Just as we learn to love God by loving the way God has created us, we also learn to love God through working with and nurturing God’s creation. For some, that might be done through gardening while others might invest their time in cleanup efforts. How can you take on caring for creation this Lent? Maybe you are already taking several steps using “green” products and limiting waste. Maybe you are so overwhelmed you do not know where to begin. I have found this to be a great place to start as I look for my own ideas for caring for God’s creation and ways to teach about caring for creation.

In the beginning, you created the world and said that it was good.
In the midst of our lives, you came and taught us of your love and grace
through the lens of that which was good.
We have neglected that goodness for our own,
forgetting that it is dust that we are made of.
We now turn our hearts and our hands back to that dust, back to the soil.
We dust off the good and make room for new sprouts
so that we might see your love shine around us
in its fullest beauty once more.
Amen.

Rev. Jordan B. Davis (M.Div. ’14)
Associate Pastor, Youth & Young Adults
Kirk of Kildaire, Presbyterian (Cary, NC)

Take on: Loving Yourself

0e7002088_1518705936_ash-wednesday-loveEvery year, I watch the posts fly about what individuals are “giving up” for Lent. The crash diets and motivation to finally clean out the closets are worthy of being posted on social media, but I question if they really challenge us to understand the meaning of Lent and the sacrifice which we remember during Holy Week. As I pondered how I would approach this Lenten season, I decided that I wanted to turn things around in my own life and rather than give something up or give something away, I will take something on, just as Christ took on the sins of the world in his own death.
Over the next several weeks, I will strive to “take on” one new thing each week, in turn striving to take on more of the love and grace which Christ exhibited throughout his life, death, and resurrection. I hope that you will join me and share your own experiences!

Over this past year, I have spent a great deal of time thinking about the ways which God’s Word for us shapes my own self-understanding. Throughout this confirmation year, I have really sought new ways to spin the understanding of personal faith in a way that really focuses on self understanding and self love through faith. During a recent discussion about grace, we looked at the greatest commandment,

30 and you must love the Lord your God with all your heart,
with all your being, with all your mind, and with all your strength.
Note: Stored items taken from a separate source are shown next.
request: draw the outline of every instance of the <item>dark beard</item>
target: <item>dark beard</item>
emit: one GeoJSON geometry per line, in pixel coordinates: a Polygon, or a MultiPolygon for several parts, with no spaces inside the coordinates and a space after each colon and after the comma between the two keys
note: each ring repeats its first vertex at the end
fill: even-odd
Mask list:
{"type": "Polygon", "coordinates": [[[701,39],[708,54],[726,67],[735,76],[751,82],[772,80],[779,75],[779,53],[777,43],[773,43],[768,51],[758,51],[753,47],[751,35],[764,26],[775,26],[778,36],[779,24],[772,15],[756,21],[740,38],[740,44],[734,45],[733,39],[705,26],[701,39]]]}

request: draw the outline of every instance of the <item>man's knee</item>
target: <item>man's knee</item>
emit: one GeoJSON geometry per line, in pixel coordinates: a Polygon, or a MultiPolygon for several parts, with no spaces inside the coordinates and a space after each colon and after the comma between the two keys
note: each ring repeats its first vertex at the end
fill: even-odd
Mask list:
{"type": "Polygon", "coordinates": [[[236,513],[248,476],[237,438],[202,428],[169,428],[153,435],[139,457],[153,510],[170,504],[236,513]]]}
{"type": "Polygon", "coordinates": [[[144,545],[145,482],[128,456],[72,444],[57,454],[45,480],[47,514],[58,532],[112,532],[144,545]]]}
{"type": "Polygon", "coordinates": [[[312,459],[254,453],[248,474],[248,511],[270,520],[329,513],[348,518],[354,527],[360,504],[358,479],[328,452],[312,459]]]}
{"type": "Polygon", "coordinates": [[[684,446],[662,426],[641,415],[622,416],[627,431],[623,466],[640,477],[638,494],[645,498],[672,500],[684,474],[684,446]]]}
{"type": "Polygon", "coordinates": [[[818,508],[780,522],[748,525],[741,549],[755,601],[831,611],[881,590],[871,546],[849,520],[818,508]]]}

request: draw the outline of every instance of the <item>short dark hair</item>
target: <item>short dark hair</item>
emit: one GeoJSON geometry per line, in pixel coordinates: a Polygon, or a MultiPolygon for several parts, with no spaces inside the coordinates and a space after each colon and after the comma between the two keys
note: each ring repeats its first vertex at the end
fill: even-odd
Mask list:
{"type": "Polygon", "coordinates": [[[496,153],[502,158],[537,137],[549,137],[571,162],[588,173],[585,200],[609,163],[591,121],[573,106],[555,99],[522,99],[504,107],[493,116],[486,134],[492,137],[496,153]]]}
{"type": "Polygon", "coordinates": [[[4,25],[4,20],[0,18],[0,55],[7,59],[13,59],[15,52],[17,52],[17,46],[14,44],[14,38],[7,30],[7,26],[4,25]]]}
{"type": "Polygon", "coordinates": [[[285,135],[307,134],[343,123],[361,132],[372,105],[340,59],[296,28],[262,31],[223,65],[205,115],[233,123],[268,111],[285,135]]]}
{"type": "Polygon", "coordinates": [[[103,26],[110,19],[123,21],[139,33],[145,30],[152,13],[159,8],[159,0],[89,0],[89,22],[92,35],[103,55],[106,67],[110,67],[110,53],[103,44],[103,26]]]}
31 The second is this, You will love your neighbor as yourself.
No other commandment is greater than these.”
Mark 12: 30-31 CEB

So often we focus on “love your neighbor” and miss what I think might be the most important part here in verse 31 – “love yourself”.

As we learn to truly love God, we learn to love ourselves through the understanding that we are created in God’s image. It is an incredible thing to consider that God, the purest form of love there is, created each and every one of us in that same form of pure love. It is so simple and so complicated.

To ask an 8th grader what it means to be created in pure, beautiful, flawless love is a powerful thing. The self-critique of an adolescent is really no different from that of an adult – we focus so much on our flaws that we forget how we really came into being. We focus on everything that could be wrong with us that miss the beautiful and intentional marks which God has added to our beings through this perfectly pure love.

As we begin this Lenten season and remember the pure love from which we came and to which we will return, I pray that we can find it in ourselves to love ourselves the way God loves us. Until we learn to do this, until we see the beautifully and lovingly marked children of God that we are and embrace that, we will not be able to see and embrace the same in our neighbors.

During this first week of Lent, I challenge you to join me as we take on loving ourselves as we have been created and formed in the image of God.

From dust we have come and to dust we will return;
from pure love we come and to pure love we will return.
Embrace the dust of today, rather than sweeping it away;
Love who you are today, rather than hiding your beauty away.